# If you feel crappy go the gym.



## CopadoMexicano (Aug 21, 2004)

go the gym. if youre feeling depressed go the gym. if youre feeling lonely go to the gym. if youre miserable go to the gym. if you dont have a gf/bf go the gym. go the gym.

alternative workout at home.


----------



## 629753 (Apr 7, 2015)

Haha, sometimes i lack the motivation to workout hard though. Help with that dawg?


----------



## CopadoMexicano (Aug 21, 2004)

impedido10 said:


> Haha, sometimes i lack the motivation to workout hard though. Help with that dawg?


youo dont have to workout hard, just a light brisk walking can lift up the spirits. imo


----------



## 629753 (Apr 7, 2015)

CopadoMexicano said:


> youo dont have to workout hard, just a light brisk walking can lift up the spirits. imo


i wanna be an athlete doeeeee


----------



## CopadoMexicano (Aug 21, 2004)

impedido10 said:


> i wanna be an athlete doeeeee


well so do i but it cant be done overnight or a short period of time. It takes time and patience.


----------



## minimized (Nov 17, 2007)

Honestly it never helped me with any of those things. I really need to go though...


----------



## ScorchedEarth (Jul 12, 2014)

I walk several hours a day and I often ruminate the whole time. And if I workout, sure it makes me stop thinking about anything else, but it's replaced by ''ohgod it burns, can this be over yet?''


----------



## kesker (Mar 29, 2011)

working out is my lifeblood. without it, I would be done. couldn't agree more. there's something about exerting yourself physically that is cleansing, invigorating. Too bad I can't exist in a perpetual workout.


----------



## Deadly Assassin (Jun 19, 2015)

I have a personal gym in my house (sorta), so I guess I'm covered.


----------



## Skeletra (Aug 30, 2012)

I get angry and demotivated when I exercise, but I do yoga at home. I feel like it helps a little


----------



## Owlbear (Dec 3, 2015)

I think we have a "post your muscles" thread somewhere, and quite a few members on here are physically fit. Don't need to be social to pump iron.

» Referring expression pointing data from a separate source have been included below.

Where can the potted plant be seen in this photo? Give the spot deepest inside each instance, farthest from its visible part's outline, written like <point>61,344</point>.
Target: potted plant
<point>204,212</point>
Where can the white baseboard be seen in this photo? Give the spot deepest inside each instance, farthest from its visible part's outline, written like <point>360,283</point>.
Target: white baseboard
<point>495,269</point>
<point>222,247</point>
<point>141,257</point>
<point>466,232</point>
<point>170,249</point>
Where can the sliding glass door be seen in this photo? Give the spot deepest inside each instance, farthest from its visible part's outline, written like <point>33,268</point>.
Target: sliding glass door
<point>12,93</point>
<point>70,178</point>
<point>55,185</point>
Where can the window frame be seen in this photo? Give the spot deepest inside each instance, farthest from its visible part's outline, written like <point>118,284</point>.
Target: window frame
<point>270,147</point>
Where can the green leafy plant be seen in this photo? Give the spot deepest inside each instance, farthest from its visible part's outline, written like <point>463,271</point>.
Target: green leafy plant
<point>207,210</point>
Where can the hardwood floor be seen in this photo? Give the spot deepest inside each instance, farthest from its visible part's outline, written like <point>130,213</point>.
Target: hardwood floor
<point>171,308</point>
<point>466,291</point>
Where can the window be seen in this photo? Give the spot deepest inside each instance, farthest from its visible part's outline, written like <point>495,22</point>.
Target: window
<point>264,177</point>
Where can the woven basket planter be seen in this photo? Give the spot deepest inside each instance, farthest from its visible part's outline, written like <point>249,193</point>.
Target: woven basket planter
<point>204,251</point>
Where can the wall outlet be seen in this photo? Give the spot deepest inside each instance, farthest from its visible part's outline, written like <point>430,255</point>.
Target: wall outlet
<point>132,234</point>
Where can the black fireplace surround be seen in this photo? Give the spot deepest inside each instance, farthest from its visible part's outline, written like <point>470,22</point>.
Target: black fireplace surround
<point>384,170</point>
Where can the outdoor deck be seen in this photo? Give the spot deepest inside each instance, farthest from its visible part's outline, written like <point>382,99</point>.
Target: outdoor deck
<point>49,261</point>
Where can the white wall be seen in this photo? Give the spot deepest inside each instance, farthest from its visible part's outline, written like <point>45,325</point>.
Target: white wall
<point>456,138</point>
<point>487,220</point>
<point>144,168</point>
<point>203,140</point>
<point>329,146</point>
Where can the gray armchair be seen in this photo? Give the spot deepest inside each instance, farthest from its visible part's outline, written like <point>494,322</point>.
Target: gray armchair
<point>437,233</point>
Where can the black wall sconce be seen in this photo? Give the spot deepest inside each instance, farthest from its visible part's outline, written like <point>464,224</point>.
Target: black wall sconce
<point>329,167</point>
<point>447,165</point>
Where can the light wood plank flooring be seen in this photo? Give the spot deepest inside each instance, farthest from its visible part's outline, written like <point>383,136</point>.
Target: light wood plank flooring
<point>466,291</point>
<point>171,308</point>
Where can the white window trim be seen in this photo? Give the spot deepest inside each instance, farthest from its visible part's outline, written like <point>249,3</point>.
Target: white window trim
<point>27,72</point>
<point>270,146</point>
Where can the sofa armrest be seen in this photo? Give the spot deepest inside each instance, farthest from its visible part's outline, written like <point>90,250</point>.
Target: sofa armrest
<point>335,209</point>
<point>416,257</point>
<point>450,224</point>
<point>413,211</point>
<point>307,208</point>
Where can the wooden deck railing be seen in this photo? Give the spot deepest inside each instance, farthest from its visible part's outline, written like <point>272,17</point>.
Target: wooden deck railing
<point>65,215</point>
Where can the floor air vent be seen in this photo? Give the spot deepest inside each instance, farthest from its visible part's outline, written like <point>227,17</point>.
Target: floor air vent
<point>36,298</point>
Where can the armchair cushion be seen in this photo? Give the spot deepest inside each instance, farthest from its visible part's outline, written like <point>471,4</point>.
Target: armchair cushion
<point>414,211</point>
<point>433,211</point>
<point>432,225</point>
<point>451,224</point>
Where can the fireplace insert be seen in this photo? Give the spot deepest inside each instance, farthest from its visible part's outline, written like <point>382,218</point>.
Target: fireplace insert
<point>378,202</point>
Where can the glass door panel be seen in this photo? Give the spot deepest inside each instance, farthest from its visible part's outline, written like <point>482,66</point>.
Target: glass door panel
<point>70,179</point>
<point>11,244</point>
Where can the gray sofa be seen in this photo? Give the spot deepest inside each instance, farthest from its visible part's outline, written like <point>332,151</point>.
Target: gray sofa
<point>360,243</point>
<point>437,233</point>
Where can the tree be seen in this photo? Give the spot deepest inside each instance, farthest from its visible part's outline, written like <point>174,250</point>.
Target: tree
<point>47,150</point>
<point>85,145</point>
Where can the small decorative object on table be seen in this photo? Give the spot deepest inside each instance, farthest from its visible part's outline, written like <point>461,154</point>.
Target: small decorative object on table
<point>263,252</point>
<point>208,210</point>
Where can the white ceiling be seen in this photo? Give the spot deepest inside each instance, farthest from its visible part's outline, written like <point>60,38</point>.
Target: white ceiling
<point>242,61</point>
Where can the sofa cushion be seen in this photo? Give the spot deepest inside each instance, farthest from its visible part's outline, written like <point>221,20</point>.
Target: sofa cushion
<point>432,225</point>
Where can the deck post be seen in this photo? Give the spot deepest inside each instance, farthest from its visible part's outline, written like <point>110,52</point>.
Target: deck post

I stick to running and doing P90x3. It is short enough and has enough variety that I don't get bored. Sure I'm not going to look like a bodybuilder but it keeps me feeling healthier.


----------



## rubyruby (Jun 17, 2009)

I had been going for a walk for 14 days and felt pretty happy. Listened to my playlist. Maybe even felt a little natural 
high. On the 15 th day I had to turn around and come back home I just couldn't do it. Just felt so unhappy crabby almost felt like crying for no real reason.

That ever happen to anyone else?


----------



## Aribeth (Jan 14, 2012)

There's people at the gym. No thanks.


----------



## eukz (Nov 3, 2013)

Yeah. I've done, and it's seriously worked a lot of times. Sometimes you can have a small talk with the trainer or anyone, and that's made me feel even nicer.


----------



## funnynihilist (Jul 29, 2014)

Did it for two years, 3-4 times a week. Got down to my goal weight of 180 but burned out and the place started getting to me. 
It took so much to drag myself there.
The atmosphere at my gym was kind of snooty.
So I quit and gained back some weight but my wallet is fatter now.


----------



## visualkeirockstar (Aug 5, 2012)

My work is the gym and that doesn't make me feel any better.


----------



## melancholyxmike (Feb 12, 2016)

I use to be over 300 pounds. I eat healthy and work out frequently. I still feel as insecure as I did when I was 300+ pounds.


----------



## MCHB (Jan 1, 2013)

Even on days when I don't feel like exercising, if I miss or skip out on it, I wind up feeling like crap for not doing so! Best to just get out there and do it; hardest part is getting up and out the door, but once you get started, just give'er! You'll be glad you did!


----------



## losthismarbles (Jul 5, 2014)

Aribeth said:


> There's people at the gym. No thanks.


^this lol
I hate gyms.


----------



## Rayzada (Jul 31, 2014)

It's true... I kinda reached out to a guy I had a crush on, and I didn't feel like it was reciprocated. Was a total bummer. Since then I've been going to the gym, using the treadmill - and it uplifts my mood amazingly. I leave the gym feeling like a beast. Heart is still a bit broken, but the feeling I get from working out definitely is helping me get my mind off it.


----------



## stewartmays1 (Dec 6, 2014)

i cant go to the gym these days because of my shoulder problems but i do ride my bike everyday and go for walks plus yoga so i still keep active


----------